Dans une approche communautaire inclusive, la mise en place ou la redynamisation des structures de protection communautaires s’est avérée indispensable. Ce processus a abouti à la constitution des Comités de Protection Communautaire (CPC), des Forums des Femmes (FDF) et des Agents de Changement (ADC).
Les membres de ces structures ont été élus selon des critères précis : Être membre de la communauté ; n’avoir pas exercé de fonctions politiques ; j***r d’une bonne réputation et d’une moralité reconnue ; être animé par l’esprit de bénévolat ; posséder un esprit critique et une capacité d’analyse des situations de protection des civils.
Afin d’assurer une couverture complète de la zone du projet, 4 séances d’ identification et répartition des zones communautaires d’intervention dans le cadre de la préparation des Assemblées Générales (AG), a été faite par les par l’équipe projet, en collaboration avec les leaders communautaires et les autorités locales.

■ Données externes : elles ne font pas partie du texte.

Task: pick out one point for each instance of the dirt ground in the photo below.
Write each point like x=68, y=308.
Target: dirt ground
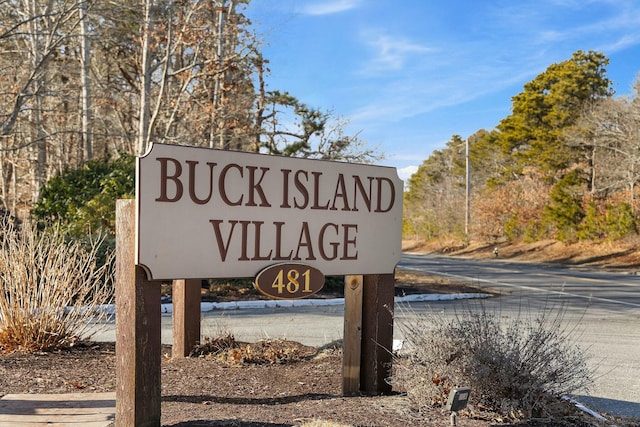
x=269, y=383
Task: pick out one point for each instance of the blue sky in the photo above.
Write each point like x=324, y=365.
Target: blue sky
x=408, y=74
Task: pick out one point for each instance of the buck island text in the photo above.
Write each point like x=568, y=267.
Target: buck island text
x=245, y=186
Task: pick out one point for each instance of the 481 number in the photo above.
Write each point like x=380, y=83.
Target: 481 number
x=289, y=281
x=292, y=284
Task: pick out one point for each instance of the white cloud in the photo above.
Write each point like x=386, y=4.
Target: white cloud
x=330, y=7
x=393, y=53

Cette répartition se présente comme suit:
Sake : 4 zones communautaires (Butimbika, Mahyutsa 1 & 2, Nyamagana ; Kyabiringa, Mosquée 1 & 2, Bikali ; Virunga, Birere 1 & 2 ; Monument, Kyambali, Stade).
Minova : 4 zones communautaires (Kikunda, Budondo, Katanga, Mapendo, Kalere ; Bondeko, Bushishi, Ruchunda ; Kitalaga, Kashenda, Chungiri, Sous-Marin ; Bigirimana, De la Poste, Maendeleo, Ludahuba, Domaine).
Au-delà de cet objectif premier, ces assemblées ont également permis de renforcer l’appropriation communautaire du projet. Elles ont offert aux équipes de SOPROP et d’Oxfam l’occasion de réitérer les objectifs et les stratégies d’intervention du projet auprès des communautés.
Cette initiative, appuyée financièrement par le CDCS, a été marquée par une forte participation active des femmes et des groupes vulnérables tout au long du processus, témoignage même de l’engagement inclusif et durable recherché par le projet.